McClure and 20 other members of Community Board 6 — which encompasses Red Hook, Carroll Gardens, Cobble Hill, Gowanus, and Park Slope — approved the plan, while eight members voted against it.
The citywide scheme would alter so-called “contextual” zones — charming historic areas where the size and shape of new buildings must adhere to the local aesthetic — to allow developers to build an extra five feet higher and have more design options, in the hope that it will encourage them to create more housing with more attractive designs.
The changes would — in theory — allow folks in those areas to build grander ground floors, court yards, and fancier facades.
An earlier version of the proposal allowed construction to rise an additional 10 to 15-feet along some commercial thoroughfares, but the Department of City Planning reduced the allowance after preservationists — including a vocal Slope contingent — protested, and that compromise helped win many residents over, said a local administrator.
“I think that’s where many of our members recognized that the Department of City Planning’s revisions to what they original proposed were much more in keeping with our expectations,” said Community Board 6 district manager Craig Hammerman.
The panel also voted 24–5 to approve a separate but related city proposal that would require developers seeking land rezoning in certain areas to dedicate at least 25-percent of units in their buildings to below-market-rate housing.
The board gave its blessing with one condition — that developers should not be allowed to build the so-called “affordable” units off-site in a different building, which is currently considered kosher.
But not all members were on board with the proposals. Naysayers claimed the schemes were crafted by developers for developers, and real estate tycoons could not be trusted to solve the city’s housing woes.
“We’re relying on the wrong people to build affordable housing,” said Glenn Kelly, who mounted a staunch opposition to the plans. “The developers were the ones who worked with city planning to come up with this idea. There was no community input, we only got to look at it at the end and tweak it.”
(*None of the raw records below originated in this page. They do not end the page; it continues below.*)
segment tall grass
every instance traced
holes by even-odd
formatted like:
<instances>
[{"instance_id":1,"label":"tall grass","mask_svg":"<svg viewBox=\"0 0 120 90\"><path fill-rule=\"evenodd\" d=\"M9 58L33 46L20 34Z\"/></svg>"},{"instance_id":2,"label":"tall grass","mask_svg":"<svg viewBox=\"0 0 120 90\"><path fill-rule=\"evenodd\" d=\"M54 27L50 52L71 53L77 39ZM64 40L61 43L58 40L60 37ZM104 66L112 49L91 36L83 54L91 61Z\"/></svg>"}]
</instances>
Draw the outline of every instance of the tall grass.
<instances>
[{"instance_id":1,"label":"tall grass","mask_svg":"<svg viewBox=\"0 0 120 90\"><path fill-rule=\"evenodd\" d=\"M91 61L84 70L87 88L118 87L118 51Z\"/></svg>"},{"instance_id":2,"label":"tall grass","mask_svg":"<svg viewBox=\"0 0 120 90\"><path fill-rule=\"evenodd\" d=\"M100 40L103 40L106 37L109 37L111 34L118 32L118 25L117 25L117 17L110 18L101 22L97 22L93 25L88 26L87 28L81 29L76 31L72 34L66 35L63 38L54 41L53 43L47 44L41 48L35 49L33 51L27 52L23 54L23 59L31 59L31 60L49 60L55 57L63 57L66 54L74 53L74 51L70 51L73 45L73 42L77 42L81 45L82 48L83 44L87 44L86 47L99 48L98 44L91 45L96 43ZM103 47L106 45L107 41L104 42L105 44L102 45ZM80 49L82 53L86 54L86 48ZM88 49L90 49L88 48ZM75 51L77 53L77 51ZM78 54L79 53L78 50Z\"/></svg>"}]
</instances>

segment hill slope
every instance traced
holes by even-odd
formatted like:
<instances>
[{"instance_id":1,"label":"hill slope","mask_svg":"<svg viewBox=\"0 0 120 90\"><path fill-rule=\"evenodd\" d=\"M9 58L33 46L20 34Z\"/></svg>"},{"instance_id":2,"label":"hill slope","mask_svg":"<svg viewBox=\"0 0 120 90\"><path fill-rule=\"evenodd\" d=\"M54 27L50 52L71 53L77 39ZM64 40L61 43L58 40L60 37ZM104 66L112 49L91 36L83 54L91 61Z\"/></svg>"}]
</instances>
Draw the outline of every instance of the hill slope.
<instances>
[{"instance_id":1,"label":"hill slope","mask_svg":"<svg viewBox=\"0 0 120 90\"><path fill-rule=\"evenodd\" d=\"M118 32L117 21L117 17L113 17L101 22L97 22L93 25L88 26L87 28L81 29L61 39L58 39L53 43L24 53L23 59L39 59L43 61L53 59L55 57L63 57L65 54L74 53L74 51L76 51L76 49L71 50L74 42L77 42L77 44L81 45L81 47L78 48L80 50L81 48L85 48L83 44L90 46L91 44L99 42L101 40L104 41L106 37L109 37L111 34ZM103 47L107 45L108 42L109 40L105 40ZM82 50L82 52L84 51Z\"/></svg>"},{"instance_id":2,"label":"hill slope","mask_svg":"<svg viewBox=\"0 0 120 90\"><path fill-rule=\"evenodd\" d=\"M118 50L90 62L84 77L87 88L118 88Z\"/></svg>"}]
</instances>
The Department of Buildings will be responsible for ensuring developers don’t abuse the more lenient regulations, but Kelly claimed the city bureau is more chihuahua than watchdog when it comes to regulating big buildings — it is only effective when slapping homeowners with violations, he said.
“If I want to put an extension on my house, they’ll put me through the ringer, if they want to build 400 units of housing, they’ll get carte blanche,” said Kelly.
Community Board 6 wasn’t the only advisory body to vote on proposals Tuesday night. Community Board 2 — which encompasses Brooklyn Heights, Dumbo, Downtown, Fort Greene, and Clinton Hill — backed up its land-use committee’s previous decision to oppose the upzoning but endorse the mandatory below-market housing measure.
And at a poorly attended meeting that stretched late into the evening, Community Board 1 — which covers Greenpoint and Williamsburg — voted to approve compulsory below-market housing proposal, before realizing it didn’t have enough members for a quorum, and shunting the rezoning decision to a future executive committee vote.
The community boards’ votes are purely advisory — the Council will ultimately decide whether to approve the proposals or not.